In The Netherlands, Schiphol airport has joined forces with KLM and the likes of TU Delft, a technical university, NS, the Dutch railways, the Port of Amsterdam and private firm NBI Investors to create and manage a venture fund that invests in startups that focus on solving transport and logistics challenges.

It has already launched two funds, Mainport Innovation Fund I and II, that has invested in a portfolio of companies that range from FastTrack, a company that aims to turns checked-in luggage into connected devices, to Robin Radar Systems, that develops systems to detect migrating birds in the proximity of airports and wind power generators.

There is no doubt that startups are hot, and airlines know this...while supporting entrepreneurship might result in some tangible benefits, it also makes for marketing and pr material...take for example Turkish Airlines' initiative to allow entrepreneurs to pitch business class passengers through the inflight entertainment system, or Vueling organizing an in-flight entrepreneur networking event, as well as a mobile apps hackaton.

The most recent startup event organized by an airline in Europe might have been the "Future of Travel" hackaton (the title is quite self-explanatory, I think) that was organized by Finnair, Finavia (operator of Helsinki's Vantaa international airport) and technology firm Reaktor, as part of Junction, a broader 48-hour hackaton that, in turn, runs in parallel to the large Slush startup and technology conference.

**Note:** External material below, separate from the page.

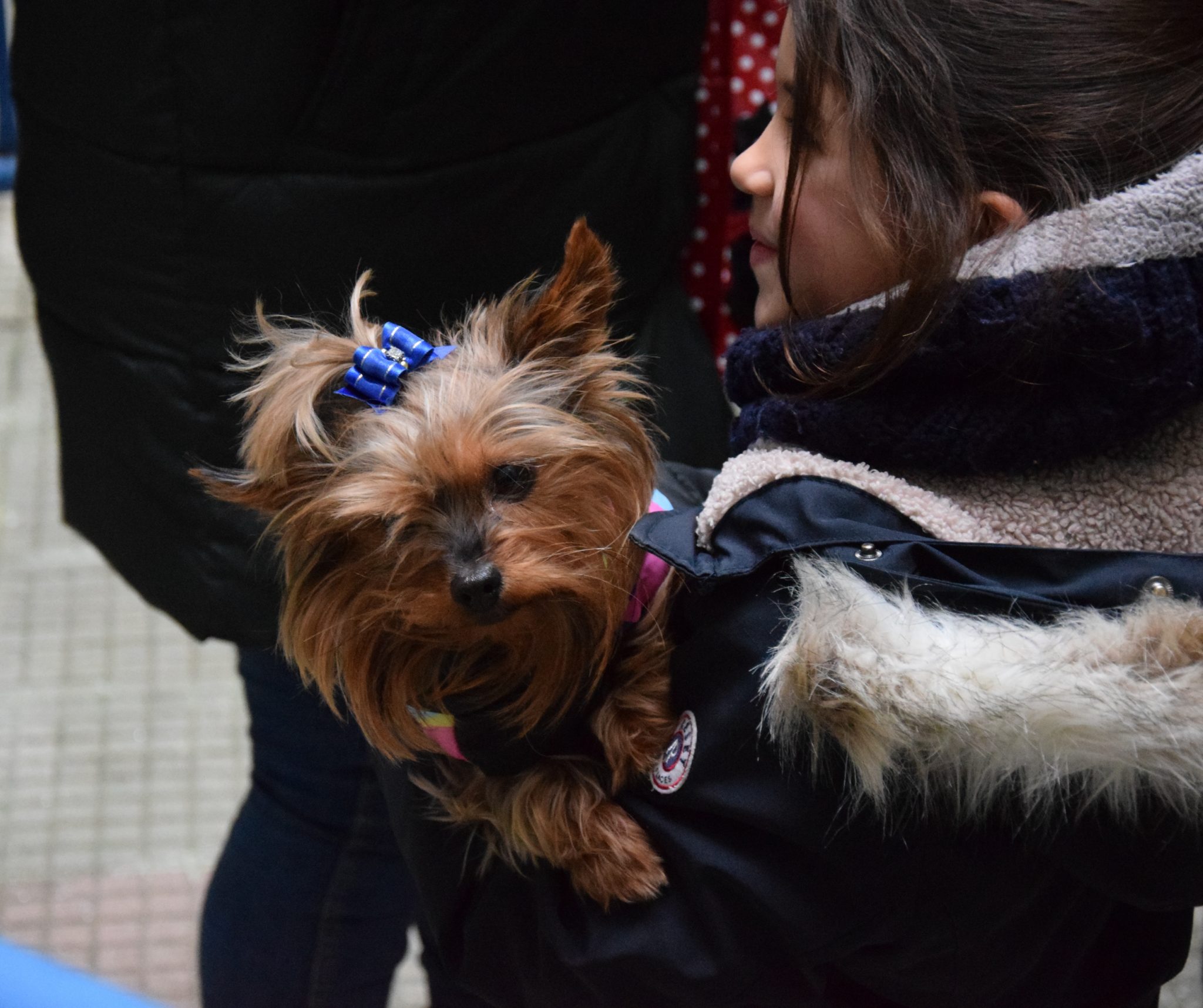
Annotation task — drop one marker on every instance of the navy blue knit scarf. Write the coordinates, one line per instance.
(1023, 372)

The winners of Future of Travel were Codercoded, with an idea to tackle fear of flying. Now, if you are reading this blog the odds are that you like airplanes and flying, so aviophobia might not be a problem comes immeditately to your mind, however it is quite a major issue for many...just as an example, in a recent flight out of Moscow, I had to assuage the concerns of an old Russian lady seating next to me that was absolutely terrorized every time the Airbus A320 registered the slightest vibration, the type of very subtle movement that you might not even register, was she was obviously feeling magnified...

The guys at Codercoded aim to deploy some tricks to make of aviophobia, at least a manageable issue. What they do propose? For example, they come up with ways to communicate with scared passengers and explain them every "suspicious" sound. They also present ways the crew could assess the mood onboard so that they can take any measures to reduce anxiety preventively.

You can check it out in this video:

By the way, I am seeing more and more startups focused on makling mood maps,the  business model remains unclear to me, but there is certainly a bunch of people looking into it, so sooner or later expect something to come up in this field!